In all of life, actions have both short-term and long-term consequences — and often those outcomes stand in stark contrast to each other.
If your three-year-old child is screaming for you to buy him a toy at the store, the quickest way to quiet him is to get the toy. But your actions will have told him that throwing a fit is a great way to get stuff he wants, and so each time you bring him back to the store, he’ll scream again.
If you tell him that you don’t purchase toys for a child who is screaming, his tantrum may immediately increase to ratchet up the pressure. If you’re consistent though, your son will soon learn that screaming isn’t an effective way to get what he wants, and he’ll stop.
Short-term success and long-term pain — or short-term sacrifice and long-term gain?
The same principle is true in business. Want to maximize your profit immediately? Cut corners, over-charge customers and recommend worthless upgrades. Your revenue will skyrocket, and your costs will plunge. In the short-term.
In the long-term, your customers won’t return, they’ll warn their friends about patronizing your business and you’ll have destroyed your reputation — and your future earning potential. Life is full of trade-offs.
While most people have at least an intuitive understanding of these trade-offs in their personal lives, it’s important to recognize that the same principle is present throughout our federal and state Constitutions.
The Founding Fathers did their best in the U.S. Constitution to ensure the long-term success of our nation, and one of the keys to our long-term success is the system they created: a government full of short-term setbacks.

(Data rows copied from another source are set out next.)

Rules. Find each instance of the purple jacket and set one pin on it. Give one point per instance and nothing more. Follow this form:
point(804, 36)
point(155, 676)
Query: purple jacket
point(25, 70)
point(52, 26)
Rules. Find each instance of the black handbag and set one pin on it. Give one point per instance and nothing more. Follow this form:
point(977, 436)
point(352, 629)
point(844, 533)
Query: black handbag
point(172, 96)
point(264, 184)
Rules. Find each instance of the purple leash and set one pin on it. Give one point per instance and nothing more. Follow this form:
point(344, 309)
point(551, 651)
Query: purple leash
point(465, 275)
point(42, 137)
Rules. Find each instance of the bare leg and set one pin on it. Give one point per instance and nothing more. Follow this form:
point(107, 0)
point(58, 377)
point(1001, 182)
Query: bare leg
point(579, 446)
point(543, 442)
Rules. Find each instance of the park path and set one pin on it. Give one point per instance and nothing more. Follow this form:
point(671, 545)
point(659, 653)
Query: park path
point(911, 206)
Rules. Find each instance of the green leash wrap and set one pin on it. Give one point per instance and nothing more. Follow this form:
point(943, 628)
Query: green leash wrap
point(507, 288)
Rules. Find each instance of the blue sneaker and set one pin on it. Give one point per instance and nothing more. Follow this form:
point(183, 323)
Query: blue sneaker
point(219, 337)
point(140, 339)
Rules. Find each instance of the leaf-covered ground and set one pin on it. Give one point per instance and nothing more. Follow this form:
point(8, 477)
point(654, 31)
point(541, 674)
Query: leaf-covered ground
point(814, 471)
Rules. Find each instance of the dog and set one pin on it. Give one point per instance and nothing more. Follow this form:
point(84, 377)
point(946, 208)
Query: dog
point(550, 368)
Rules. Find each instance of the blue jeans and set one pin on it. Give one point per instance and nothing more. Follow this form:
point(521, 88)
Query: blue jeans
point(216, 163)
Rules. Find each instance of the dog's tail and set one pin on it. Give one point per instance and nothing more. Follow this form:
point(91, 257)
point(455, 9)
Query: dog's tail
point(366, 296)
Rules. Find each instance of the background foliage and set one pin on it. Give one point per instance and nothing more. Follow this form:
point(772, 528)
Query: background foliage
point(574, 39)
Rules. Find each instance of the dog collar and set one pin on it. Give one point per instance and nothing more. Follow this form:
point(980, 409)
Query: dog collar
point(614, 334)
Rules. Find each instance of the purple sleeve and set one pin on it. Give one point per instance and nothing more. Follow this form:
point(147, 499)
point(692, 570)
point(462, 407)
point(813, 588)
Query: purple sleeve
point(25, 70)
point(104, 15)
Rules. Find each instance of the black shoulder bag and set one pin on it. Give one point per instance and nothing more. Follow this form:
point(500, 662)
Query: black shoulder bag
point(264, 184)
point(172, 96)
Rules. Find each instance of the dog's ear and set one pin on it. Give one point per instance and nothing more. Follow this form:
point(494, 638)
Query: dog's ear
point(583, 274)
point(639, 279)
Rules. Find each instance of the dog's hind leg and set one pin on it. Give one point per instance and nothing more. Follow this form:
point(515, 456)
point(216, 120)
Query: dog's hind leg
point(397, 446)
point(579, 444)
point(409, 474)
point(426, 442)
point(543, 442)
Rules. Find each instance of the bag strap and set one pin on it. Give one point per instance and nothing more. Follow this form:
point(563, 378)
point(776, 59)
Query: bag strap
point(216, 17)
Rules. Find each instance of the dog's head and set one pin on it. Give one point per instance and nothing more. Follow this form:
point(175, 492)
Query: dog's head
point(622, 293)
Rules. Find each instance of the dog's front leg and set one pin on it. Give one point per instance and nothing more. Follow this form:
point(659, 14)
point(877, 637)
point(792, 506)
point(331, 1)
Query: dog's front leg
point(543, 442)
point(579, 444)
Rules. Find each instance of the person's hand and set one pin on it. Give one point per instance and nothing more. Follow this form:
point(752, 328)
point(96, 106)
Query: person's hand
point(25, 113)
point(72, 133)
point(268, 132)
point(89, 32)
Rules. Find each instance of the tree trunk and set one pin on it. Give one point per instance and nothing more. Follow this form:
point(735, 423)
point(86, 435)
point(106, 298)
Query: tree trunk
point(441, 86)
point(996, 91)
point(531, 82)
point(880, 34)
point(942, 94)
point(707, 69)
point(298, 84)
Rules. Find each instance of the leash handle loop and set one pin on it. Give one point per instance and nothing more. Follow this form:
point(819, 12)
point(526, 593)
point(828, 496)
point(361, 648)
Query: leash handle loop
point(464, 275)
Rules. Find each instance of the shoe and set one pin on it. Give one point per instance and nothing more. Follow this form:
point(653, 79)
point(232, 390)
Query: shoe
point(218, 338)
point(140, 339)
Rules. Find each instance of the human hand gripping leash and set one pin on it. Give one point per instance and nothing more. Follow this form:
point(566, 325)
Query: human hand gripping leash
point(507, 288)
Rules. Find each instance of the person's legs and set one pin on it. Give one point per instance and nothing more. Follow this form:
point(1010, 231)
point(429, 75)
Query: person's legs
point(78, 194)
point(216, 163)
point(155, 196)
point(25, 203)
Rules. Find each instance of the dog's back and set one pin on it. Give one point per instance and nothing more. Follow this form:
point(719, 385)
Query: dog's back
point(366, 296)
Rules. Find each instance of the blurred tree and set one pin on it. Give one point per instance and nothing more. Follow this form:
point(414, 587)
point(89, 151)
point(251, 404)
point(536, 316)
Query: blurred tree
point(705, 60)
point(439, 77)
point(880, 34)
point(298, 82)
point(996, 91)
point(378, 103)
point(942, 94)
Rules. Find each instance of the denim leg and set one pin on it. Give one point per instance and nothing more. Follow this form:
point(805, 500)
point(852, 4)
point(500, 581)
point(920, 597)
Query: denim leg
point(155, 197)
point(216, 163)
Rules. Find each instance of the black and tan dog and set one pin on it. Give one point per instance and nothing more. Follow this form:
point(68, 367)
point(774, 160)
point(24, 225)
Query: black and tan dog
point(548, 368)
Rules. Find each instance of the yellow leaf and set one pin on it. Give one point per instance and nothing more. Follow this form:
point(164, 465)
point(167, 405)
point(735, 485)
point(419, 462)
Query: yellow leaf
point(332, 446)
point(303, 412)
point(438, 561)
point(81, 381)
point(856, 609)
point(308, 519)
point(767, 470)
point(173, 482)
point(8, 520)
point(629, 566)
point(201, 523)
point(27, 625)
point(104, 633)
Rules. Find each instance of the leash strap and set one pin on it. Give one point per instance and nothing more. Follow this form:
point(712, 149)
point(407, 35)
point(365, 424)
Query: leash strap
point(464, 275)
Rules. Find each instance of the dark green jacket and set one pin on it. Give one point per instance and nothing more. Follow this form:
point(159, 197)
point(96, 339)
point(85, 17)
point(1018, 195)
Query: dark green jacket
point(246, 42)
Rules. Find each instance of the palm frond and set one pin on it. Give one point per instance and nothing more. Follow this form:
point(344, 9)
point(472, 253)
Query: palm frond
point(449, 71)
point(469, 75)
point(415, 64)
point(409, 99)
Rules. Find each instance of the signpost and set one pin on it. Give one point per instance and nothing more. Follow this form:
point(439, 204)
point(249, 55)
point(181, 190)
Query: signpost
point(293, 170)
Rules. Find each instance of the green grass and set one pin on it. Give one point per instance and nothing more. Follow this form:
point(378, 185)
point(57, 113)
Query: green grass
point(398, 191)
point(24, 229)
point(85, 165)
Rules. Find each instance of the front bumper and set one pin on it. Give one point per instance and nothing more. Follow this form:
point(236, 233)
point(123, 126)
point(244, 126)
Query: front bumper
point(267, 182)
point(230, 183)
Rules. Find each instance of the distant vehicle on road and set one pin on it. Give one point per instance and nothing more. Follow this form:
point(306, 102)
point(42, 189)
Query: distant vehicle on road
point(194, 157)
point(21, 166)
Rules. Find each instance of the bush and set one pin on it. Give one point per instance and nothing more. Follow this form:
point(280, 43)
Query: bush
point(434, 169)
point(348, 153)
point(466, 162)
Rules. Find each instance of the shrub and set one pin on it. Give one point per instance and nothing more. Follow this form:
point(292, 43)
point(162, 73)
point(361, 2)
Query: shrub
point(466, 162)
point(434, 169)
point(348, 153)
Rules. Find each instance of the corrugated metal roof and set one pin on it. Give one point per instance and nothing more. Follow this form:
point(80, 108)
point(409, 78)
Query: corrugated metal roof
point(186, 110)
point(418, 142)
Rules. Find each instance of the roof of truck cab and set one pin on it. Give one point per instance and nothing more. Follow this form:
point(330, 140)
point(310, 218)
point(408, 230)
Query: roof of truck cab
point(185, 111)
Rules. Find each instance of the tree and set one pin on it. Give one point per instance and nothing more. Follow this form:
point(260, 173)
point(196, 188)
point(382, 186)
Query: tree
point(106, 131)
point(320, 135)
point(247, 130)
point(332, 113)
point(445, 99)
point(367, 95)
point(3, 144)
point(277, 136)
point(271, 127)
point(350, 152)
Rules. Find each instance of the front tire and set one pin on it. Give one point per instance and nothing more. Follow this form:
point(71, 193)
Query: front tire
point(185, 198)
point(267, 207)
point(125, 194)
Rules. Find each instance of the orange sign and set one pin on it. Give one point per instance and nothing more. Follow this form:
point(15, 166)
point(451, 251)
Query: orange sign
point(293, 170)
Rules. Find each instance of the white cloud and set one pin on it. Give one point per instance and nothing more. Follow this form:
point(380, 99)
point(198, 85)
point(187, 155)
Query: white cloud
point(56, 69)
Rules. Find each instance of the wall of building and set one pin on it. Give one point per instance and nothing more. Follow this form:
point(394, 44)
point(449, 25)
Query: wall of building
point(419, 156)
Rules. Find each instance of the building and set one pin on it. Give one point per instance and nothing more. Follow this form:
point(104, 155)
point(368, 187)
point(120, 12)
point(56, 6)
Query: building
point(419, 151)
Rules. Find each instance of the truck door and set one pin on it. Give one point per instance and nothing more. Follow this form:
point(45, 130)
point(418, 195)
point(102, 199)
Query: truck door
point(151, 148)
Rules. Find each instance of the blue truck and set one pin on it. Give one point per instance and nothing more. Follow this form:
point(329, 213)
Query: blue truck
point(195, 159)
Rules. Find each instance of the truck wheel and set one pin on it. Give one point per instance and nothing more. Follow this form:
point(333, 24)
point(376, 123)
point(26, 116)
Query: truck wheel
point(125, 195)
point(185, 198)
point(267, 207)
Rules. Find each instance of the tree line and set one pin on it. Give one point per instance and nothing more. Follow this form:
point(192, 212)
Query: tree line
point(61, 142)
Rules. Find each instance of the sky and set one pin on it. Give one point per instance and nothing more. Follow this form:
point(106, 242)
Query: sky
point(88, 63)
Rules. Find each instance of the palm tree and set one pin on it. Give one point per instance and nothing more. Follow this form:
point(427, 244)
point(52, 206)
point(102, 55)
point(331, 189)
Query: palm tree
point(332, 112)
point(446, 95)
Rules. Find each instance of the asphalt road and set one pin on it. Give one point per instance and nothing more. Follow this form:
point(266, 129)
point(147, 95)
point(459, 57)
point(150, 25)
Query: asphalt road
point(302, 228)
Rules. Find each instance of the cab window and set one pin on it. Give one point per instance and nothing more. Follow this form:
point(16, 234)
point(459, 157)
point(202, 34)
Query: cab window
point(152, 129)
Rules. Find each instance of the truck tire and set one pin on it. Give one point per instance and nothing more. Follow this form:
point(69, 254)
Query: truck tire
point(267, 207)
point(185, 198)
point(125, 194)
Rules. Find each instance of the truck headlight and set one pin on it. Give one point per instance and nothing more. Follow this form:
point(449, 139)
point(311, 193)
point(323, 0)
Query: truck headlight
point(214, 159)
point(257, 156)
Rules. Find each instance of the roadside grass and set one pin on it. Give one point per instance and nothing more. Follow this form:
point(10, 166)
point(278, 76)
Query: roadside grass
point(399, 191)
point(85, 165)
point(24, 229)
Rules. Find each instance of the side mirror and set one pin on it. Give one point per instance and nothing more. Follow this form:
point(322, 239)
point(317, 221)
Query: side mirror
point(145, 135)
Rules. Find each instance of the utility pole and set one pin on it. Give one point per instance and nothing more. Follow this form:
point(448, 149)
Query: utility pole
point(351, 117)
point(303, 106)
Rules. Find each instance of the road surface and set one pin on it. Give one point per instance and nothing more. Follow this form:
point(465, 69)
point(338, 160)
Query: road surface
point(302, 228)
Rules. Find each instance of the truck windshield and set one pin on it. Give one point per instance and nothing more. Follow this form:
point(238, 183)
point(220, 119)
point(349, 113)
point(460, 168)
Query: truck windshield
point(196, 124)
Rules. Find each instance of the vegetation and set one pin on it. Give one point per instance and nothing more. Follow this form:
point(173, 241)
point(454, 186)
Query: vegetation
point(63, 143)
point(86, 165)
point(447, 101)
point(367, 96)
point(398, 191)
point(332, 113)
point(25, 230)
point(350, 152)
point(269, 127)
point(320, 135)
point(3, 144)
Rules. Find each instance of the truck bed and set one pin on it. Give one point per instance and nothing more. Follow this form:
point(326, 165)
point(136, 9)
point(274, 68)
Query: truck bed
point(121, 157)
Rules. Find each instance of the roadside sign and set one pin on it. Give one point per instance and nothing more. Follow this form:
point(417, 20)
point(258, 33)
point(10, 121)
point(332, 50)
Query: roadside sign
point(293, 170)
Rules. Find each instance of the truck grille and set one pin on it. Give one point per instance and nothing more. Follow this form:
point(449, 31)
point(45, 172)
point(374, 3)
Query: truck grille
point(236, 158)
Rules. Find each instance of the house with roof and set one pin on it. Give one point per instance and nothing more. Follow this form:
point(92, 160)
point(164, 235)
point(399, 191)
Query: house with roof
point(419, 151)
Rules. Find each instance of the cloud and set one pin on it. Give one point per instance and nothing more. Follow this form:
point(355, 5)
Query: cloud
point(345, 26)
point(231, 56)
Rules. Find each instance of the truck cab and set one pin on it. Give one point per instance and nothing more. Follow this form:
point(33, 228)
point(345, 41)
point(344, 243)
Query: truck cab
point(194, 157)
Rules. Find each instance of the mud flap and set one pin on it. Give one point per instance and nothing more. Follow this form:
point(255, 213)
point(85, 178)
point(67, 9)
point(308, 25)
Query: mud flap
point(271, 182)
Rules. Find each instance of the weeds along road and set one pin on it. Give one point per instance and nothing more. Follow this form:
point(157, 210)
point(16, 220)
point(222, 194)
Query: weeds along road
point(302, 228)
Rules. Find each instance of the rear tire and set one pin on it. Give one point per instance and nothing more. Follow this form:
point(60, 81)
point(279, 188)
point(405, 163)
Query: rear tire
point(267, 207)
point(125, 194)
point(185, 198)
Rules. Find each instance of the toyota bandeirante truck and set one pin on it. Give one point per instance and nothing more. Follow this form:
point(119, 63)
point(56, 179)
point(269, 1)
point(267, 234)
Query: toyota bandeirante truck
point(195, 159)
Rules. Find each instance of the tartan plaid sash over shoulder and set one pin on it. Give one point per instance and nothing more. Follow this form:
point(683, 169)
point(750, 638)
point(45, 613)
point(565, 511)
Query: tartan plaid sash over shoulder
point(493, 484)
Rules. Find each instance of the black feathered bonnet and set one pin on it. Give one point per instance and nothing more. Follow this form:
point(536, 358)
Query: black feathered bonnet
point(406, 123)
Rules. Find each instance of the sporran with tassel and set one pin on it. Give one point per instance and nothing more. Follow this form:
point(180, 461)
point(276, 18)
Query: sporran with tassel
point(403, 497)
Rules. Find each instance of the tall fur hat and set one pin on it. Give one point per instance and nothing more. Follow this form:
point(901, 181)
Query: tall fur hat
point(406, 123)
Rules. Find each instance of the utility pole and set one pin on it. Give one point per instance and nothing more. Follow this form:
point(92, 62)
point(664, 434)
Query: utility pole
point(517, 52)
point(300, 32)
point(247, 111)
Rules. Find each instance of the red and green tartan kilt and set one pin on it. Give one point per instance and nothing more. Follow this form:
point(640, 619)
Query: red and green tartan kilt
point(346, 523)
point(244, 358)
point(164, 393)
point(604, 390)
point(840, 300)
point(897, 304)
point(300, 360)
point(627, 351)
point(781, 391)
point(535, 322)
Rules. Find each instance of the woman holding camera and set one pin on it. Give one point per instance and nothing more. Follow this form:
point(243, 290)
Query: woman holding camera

The Constitution was set up to not be efficient. Allocation of representation in each of the two legislative chambers is based on completely different criteria — a state’s population for the House of Representatives and equal representation in the Senate for each state. To make it even less responsive to fluctuating currents of popular opinion, the terms of Representatives and Senators are different, two and six years respectively.
Even if these two legislative bodies are somehow able to agree on a piece of legislation, it can still be vetoed by the President. And the President heads up the executive branch, which gets to implement the legislation passed by the legislative branch. To make lawmaking even less efficient, the Founders established the judicial branch, which has the power to review and even nullify these laws.
Inefficiency in the short-term is the very thing that ensures that only the ideas with the most sustained support over time become established law. It is an efficient way to prevent politicians from passing laws based on untested notions, hyperbole or the short-term infatuation of the masses. The merits and downsides of a potential law have ample time to be examined and discussed from multiple different perspectives.
The gridlock in Washington, D.C. shouldn’t be looked at as a flaw in our system of government. Rather, it is part of its genius and reflects the current deep divide in our country over the proper size and scope of government.
One of the best ways to increase the short-term inefficiency of government and hence the long-term quality of its laws is to limit how often the Legislature meets. In that respect, Nevada has a huge advantage, because our legislature is only in session for four months every two years.
This trade-off principle is also seen in almost every liberal policy proposal. Consider this plan for “boosting” the economy: Let’s have the Federal Reserve artificially lower interest rates. The demand for home loans will rise, which will boost housing prices. Higher housing prices will lead to higher consumer confidence and home equity loans that boost consumer spending. A win all around, right?
It looked that way to many … until 2008 anyway. That’s when the long-term consequences of these short-term gains became very clear. The housing bubble burst, yielding a housing slump that’s still hindering Nevada’s economy. It’s been prolonged by numerous government interventions into the foreclosure market that were focused on the short-term.
Long-term success often requires rejecting unsound and solely short-term gains. Recognizing that principle, America’s Founders constructed a system focused on long-term success, and we are still enjoying the fruits of their wisdom today.
It is also a legacy that we are obligated to respect and preserve.
Victor Joecks is executive vice president of the Nevada Policy Research Institute.